段落【0012】の記載と図3から、段落【0012】の「矢5の重しとなる釘4」は、「胴部4b」と「丸い頭部4a」とからなる、「矢5の重しとなる釘4」として特定できる。
そして、このように特定できる「矢5の重しとなる釘4」について、図3を参照すると、「丸い頭部4a」は、側面視が略半円形状の「丸い頭部4a」であることが看取できる。
また、釘は胴部が円柱状であって打ち込まれる前端部が尖っていることが技術常識である。
これらのことと図1〜3から、段落【0012】に記載された「矢5の重しとなる釘4」は、円柱状部分と円柱状部分の一方の端部に連続し円柱状部分が先細りして先端が尖った部分とから構成された「胴部4b」と、円柱状部分の他方の端部に連続した側面視が略半円形状の「丸い頭部4a」とからなり、「丸い頭部4a」の最大幅が円柱状部分の幅よりも大きい、「矢5の重しとなる釘4」として特定できる。

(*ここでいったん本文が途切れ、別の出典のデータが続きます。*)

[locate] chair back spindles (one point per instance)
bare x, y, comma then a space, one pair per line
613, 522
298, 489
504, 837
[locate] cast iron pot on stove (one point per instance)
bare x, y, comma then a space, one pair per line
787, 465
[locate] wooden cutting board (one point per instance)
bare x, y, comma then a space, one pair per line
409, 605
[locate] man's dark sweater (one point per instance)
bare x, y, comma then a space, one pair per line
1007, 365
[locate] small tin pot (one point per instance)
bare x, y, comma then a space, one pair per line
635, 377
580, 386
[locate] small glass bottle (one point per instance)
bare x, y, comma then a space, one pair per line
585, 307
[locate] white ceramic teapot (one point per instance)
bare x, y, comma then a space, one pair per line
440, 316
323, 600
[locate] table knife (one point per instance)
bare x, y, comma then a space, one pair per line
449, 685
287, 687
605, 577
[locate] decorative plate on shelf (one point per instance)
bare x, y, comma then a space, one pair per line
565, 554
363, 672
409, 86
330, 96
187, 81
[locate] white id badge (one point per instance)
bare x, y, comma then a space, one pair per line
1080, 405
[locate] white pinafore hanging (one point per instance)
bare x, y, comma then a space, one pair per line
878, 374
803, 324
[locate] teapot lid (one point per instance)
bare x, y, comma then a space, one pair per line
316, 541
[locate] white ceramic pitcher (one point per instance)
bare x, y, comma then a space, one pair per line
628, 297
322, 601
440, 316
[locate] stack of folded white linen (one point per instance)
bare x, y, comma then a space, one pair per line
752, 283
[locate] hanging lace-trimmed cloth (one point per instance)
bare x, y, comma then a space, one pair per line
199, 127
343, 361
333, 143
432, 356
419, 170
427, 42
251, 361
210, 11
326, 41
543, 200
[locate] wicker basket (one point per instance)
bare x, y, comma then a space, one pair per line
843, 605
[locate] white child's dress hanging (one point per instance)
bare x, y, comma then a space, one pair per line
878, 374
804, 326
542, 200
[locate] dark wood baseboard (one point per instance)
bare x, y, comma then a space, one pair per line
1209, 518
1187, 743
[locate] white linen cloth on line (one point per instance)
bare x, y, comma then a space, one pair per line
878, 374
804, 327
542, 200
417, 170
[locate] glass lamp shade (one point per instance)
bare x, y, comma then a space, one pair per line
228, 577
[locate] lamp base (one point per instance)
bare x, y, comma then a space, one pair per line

上記アと、甲5の段落【0012】の記載から、甲5には、次の発明(以下「甲5発明」という。)が記載されていると認められる。

[甲5発明]
「シート材よりなるスカート部6が先端に開口6aを有して円錐筒に形成され、
円柱状部分と円柱状部分の一方の端部に連続し円柱状部分が先細りして先端が尖った部分とから構成された胴部4bと、円柱状部分の他方の端部に連続した側面視が略半円形状の丸い頭部4aとからなり、丸い頭部4aの最大幅が円柱状部分の幅よりも大きい、矢5の重しとなる釘4が、スカート部6の先端に、前記側面視が略半円形状の丸い頭部4aを露出させて、その胴部4bを開口6a内に収納した状態で接着剤により固着されている、
吹矢の矢5。」

第6 無効理由についての当審の判断
1 無効理由1(甲1発明を主たる引用発明とする無効理由)
(1)対比
本件発明と甲1発明とを対比する。

甲1発明の「先端に危険の無いよう円頭形の矢じり4を有した、横断面の直径が円頭形の矢じり4の横断面の直径よりも小さい円柱からなる金属製の矢軸5」は、第3図も参照すると、実質的に、「先端に危険の無いよう円頭形の矢じり4を」取り付けた、「横断面の直径が円頭形の矢じり4の横断面の直径よりも小さい円柱からなる金属製の矢軸5」を意味し、「円頭形の矢じり4」と「円柱からなる金属製の矢軸5」とは、別々のものと理解できる。
このことを踏まえると、以下のことがいえる。
甲1発明の「円柱からなる金属製の矢軸5」は、本件発明の「円柱部」に相当する。
甲1発明の「先端に危険の無いよう円頭形の矢じり4を有した」「円柱からなる金属製の矢軸5」は、実質的に「先端に」「円頭形の矢じり4を」取り付けた「円柱からなる金属製の矢軸5」であり、「円頭形の矢じり4」と「円柱からなる金属製の矢軸5」とから構成されたピンの態様となっているといえるから、甲1発明の「先端に危険の無いよう円頭形の矢じり4を有した」「円柱からなる金属製の矢軸5」は、本件発明の「ピン」に相当する。
そして、甲1発明の「円頭形の」「矢じり4」は、「矢軸5」の「先端に」取り付けられているから、甲1発明の「円頭形の」「矢じり4」と、本件発明の「長手方向断面が楕円形である先端部」とは、ピンの「先端部」において共通している。
したがって、甲1発明の「先端に危険の無いよう円頭形の矢じり4を有した、横断面の直径が円頭形の矢じり4の横断面の直径よりも小さい円柱からなる金属製の矢軸5」と、本件発明の「長手方向断面が楕円形である先端部と該先端部から後方に延びる円柱部とからなるピンであって、該円柱部の横断面の直径が前記楕円形の先端部の横断面の直径よりも小さいピン」とは、「先端部と該先端部から後方に延びる円柱部とからなるピンであって、該円柱部の横断面の直径が前記先端部の横断面の直径よりも小さいピン」において共通している。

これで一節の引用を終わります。